Which is a shame, because I suspect there’s some truth in his comments and his implied warning. Nato may have been the key to avoiding conflict with the Soviet Union (in the European theatre, at least), but the real guarantee of peace between the Western nations has been the spread and maintenance of democratic governments. And the EEC/EU has – thus far – provided the underpinning for Europe’s slow emergence into democracy.
It may well be that this isn’t sustainable. There’s very little reason, based on geography or history, to assume that the continuation of democracy in all corners of Europe is at all secure. This is a continent surrounded by, and containing, some very dubious and dangerous ideologies. And the Balkan Wars, only twenty years ago, suggested that the resort to slaughter hasn’t exactly been eradicated from European culture.
It may also be, as some argue, that the very existence of the EU and, particularly, of the euro, centralizes power so much that it provokes a reaction in the form of extremist anti-democratic forces. There are several far-right, and some far-left, parties growing in strength right across the continent.

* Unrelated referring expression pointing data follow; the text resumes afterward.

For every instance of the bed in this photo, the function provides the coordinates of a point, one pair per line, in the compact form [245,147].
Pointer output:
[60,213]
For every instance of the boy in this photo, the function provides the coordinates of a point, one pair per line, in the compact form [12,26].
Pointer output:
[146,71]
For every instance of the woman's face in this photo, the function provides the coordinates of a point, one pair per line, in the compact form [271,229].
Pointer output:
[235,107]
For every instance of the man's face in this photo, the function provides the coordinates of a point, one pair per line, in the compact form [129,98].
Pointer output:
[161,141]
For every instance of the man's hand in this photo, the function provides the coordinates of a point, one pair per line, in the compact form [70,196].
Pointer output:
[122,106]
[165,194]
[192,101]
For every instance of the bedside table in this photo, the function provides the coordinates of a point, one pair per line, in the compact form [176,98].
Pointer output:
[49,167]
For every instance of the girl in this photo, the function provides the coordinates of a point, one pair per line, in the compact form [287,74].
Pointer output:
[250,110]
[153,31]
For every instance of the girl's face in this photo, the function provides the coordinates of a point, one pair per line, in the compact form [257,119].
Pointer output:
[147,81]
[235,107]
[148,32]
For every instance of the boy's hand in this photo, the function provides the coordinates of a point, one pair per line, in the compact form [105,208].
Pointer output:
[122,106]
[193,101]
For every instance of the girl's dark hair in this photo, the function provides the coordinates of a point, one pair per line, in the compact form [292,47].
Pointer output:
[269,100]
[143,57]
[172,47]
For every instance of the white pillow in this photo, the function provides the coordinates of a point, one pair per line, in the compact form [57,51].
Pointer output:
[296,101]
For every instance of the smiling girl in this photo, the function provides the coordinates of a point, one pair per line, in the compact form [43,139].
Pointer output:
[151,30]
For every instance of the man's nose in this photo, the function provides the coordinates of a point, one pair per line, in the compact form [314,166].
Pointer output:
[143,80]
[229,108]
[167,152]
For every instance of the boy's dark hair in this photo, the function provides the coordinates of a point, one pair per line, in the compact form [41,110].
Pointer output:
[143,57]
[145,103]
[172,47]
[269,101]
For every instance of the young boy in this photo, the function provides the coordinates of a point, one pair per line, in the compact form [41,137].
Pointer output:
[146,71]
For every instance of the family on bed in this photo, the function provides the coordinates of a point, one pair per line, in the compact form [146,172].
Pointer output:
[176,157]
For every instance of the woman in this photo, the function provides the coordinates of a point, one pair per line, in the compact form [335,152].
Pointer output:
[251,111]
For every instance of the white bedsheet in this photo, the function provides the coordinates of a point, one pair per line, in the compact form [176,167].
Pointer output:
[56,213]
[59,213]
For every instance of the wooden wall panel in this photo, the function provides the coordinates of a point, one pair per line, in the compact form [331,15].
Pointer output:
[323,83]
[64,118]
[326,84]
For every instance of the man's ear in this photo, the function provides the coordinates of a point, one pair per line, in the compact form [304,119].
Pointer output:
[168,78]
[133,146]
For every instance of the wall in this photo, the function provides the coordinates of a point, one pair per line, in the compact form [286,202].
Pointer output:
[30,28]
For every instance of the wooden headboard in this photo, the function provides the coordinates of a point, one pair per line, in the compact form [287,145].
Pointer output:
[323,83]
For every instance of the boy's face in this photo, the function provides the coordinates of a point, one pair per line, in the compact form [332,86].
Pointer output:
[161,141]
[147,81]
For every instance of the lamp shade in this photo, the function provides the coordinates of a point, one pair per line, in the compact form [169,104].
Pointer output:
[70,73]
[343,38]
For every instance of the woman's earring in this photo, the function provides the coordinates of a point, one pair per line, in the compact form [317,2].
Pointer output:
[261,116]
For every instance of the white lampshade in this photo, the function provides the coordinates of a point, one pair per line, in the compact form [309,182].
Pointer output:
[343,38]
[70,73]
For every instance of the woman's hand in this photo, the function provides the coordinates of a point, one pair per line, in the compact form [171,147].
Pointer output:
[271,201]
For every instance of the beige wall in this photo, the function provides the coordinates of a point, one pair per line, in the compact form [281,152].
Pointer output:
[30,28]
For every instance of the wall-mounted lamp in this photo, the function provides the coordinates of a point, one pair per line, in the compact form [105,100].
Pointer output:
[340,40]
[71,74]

I suspect there’s some truth in that, as well. Nonetheless, I think the EU is still the best hope for keeping Europe together and for maintaining freedoms. If I try to imagine a Europe in which the Union ceased to exist, I find myself feeling a good deal less safe and less confident about the future than I do now.
And because Britain remaining a member would help the EU to survive, and might – with its long unbroken democratic traditions – help it to exert a positive influence, then I conclude that Britain is morally obliged to remain a member. The EU needs Britain – probably more than Britain needs the EU. If we made our excuses and left, it wouldn’t prompt the Third World War, but it would greatly destabilize an already fragile union. Neither Britain nor Europe would be a nicer place as a result.
This is, I’m aware, a somewhat negative reason for voting Remain in the coming referendum. Does that means that it’s part of the much publicized Project Fear? Yes, probably. I do indeed fear the consequences of a weakened and wounded EU. And these are fearful times, even for those of us so pampered and privileged as to live in Britain in an era we can still refer to as being post-war. There’s a lot of pessimism around at present.
It wasn’t always so. The great Italian nationalist Giuseppe Mazzini was unable to attend that International Peace Congress in 1867, but he wrote to the conference, urging progressive groups to proclaim and celebrate the dream of a united Europe:
The object is one last great and holy crusade – a battle of Marathon for the profit of Europe, for the triumph of the principle of progress over the principle of inertia. Such is the end. Do not hide it, do not mask it. Have the courage of your faith, and inspire with this faith and this courage the sleeping peoples.
It’s been a long time since I’ve heard anyone be that open and optimistic. And I’m not sure that it’s a very saleable political message at the moment. Which is why we have Project Fear instead.
So here’s some proper fear-mongering: Do I really want to go to bed on the morning of 24 June with the knowledge that the likes of Rupert Murdoch, Kelvin MacKenzie and Simon Heffer are crowing in triumph? Will I sleep happier knowing that Nigel Farage still has a political career? Will I be cheered when I wake up and switch on the radio, only to hear a jubilant Boris Johnson or a smug Iain Duncan Smith?